Blu-ray widescreen, DVD widescreen and digital copy, 2010, PG-13 for some intense sequences of western violence including disturbing images
Best extra: A 30-minute high-definition documentary on the life and career of novelist Charles Portis, “The Greatest Writer You’ve Never heard Of,” with interviews from songwriter and fan Dwight Yoakam, writer/director and friend Nora Ephorn (“Julie & Julia” and “Sleepless in Seattle”), writers and editors
WITH ONLY A handful of novels to his credit and a career spanning nearly 40-years, reclusive author Charles Portis is considered a writer’s writer. In fact, author/editor Ed Park calls “True Grit” “the great American novel,” during the film’s documentary.
Yes, this is a re-make of the 1969 film that gave John Wayne his only Academy Award. However, this production comes from Joel and Ethan Coen, writer/directors who are as “gritty” as they come. Their Best Picture Oscar nominee owes its success to sticking to Portis’ book, which chronicles 14-year-old tomboy Mattie Ross’ journey for justice. Mattie leaves her families’ 480 acre farm in Yell County, Ark., to find Tom Chaney (Josh Brolin), the man who killed her father. Chaney has fled into Indian Country, stealing her father’s horse, $150 in cash and two gold pieces. The girl recruits Marshal Rooster Cogburn (Jeff Bridges), “a-one-eyed fat man” with “true grit” to hunt him down. Joining them is Texas Ranger LaBoeuf (Matt Damon), whose Sharps Carbine rifle comes in handy.
Young newcomer Hailee Steinfeld takes on Mattie’s role, bringing the character to life and earning a Best Supporting Actress Oscar nomination. Bridges admits he was concerned for his co-star, since it was her first movie. But, he says in a HD featurette with cast interviews, “After the first day, I knew we lucked out with her. She’s wonderful.”
Damon was just as pleased. “She’s kind of a special case,” he says. “This role found her at a perfect moment.”

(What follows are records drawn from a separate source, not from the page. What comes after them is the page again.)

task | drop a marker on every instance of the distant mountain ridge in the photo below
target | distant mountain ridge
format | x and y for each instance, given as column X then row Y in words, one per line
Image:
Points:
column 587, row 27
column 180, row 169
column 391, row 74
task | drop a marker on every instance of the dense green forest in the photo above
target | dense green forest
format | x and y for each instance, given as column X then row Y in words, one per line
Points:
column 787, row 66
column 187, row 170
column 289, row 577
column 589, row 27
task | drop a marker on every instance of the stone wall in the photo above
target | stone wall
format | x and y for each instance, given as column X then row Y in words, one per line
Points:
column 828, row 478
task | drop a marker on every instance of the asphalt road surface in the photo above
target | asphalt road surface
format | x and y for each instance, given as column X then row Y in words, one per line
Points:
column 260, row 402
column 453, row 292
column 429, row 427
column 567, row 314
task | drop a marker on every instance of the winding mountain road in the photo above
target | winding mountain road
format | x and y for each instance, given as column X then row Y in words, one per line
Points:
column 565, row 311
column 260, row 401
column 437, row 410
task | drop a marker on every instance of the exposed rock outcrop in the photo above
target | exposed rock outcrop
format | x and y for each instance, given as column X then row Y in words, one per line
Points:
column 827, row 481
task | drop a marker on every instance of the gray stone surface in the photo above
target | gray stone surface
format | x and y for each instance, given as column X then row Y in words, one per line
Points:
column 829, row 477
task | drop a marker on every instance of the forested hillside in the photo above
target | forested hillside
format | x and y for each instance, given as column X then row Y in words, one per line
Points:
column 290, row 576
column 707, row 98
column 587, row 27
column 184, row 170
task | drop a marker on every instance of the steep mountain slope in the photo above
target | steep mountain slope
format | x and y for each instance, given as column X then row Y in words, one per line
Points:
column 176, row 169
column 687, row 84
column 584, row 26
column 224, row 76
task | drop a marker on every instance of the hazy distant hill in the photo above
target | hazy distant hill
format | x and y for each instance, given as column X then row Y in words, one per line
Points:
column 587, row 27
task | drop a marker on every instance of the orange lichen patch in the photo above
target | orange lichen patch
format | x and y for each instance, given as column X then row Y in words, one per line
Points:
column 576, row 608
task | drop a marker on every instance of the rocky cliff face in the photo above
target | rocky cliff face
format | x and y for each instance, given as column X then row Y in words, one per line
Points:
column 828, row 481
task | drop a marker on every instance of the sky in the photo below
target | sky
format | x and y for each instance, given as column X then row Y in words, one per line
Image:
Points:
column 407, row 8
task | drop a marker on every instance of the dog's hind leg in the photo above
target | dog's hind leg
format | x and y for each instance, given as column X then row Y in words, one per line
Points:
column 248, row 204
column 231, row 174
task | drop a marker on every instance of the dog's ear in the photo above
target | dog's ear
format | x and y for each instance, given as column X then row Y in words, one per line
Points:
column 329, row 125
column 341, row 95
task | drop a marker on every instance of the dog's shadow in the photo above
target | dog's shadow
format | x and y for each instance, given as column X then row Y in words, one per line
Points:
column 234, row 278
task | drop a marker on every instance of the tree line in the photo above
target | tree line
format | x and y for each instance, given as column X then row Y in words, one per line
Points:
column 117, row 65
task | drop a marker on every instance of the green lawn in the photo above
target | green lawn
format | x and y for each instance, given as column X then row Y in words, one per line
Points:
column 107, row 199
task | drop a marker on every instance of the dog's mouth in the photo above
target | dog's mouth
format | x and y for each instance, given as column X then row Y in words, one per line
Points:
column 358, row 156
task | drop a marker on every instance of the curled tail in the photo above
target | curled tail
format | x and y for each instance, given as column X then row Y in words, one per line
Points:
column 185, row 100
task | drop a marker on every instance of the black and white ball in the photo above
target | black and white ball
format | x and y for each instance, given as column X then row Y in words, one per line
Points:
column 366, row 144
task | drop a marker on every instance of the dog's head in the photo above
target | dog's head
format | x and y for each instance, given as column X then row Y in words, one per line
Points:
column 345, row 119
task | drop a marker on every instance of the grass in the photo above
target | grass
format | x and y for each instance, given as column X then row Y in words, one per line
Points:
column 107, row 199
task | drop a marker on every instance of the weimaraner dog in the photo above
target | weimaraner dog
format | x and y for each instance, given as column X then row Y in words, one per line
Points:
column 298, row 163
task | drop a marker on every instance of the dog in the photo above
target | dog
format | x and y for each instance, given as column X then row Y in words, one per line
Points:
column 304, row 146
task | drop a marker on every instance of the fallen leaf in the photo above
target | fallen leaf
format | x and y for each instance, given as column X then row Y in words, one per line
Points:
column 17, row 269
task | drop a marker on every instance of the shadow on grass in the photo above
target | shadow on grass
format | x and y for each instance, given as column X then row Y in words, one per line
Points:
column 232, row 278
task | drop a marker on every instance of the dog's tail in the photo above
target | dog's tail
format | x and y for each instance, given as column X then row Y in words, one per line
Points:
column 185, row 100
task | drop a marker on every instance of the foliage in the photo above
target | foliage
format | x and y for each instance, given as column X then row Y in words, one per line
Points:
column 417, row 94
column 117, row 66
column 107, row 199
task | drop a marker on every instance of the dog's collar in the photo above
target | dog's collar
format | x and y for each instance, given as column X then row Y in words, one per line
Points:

“True Grit” exemplifies the grandeur of the Old West and the Blu-ray format with reference level video, surpassing the multiplex experience. Filmed in Texas and New Mexico, Roger Deakins’ Oscar nominated photography, with its whitewashed skies and unending landscapes, looks magnificent, especially if you have a massive screen. The Coens and Deakins have collaborated more than a half-dozen times, with Deakins also receiving Oscar nods for “No Country for Old Men,” “The Man Who Wasn’t There,” “O Brother, Where Art Thou?” and “Fargo.” The uncompressed sound is just as effective, especially during the blazing gunfights, and in the uncomplicated score, sprinkled with traditional hymns. The Coens’ adaptation keeps much of Portis’ 19th century diction and language intact, and it comes through beautifully.
The disc includes five HD featurettes highlighting costumes, weapons, photography, and the transformation of an old Texas rail town into 1870s Fort Smith. There’s also a glimpse of Steinfeld’s audition. She explains how her mother rounded up thrift shop clothes and sewed a burlap skirt the night before to help her achieve Mattie’s look for the screen test.
Don’t miss this extraordinary piece of American literature, now made into an unforgettable movie.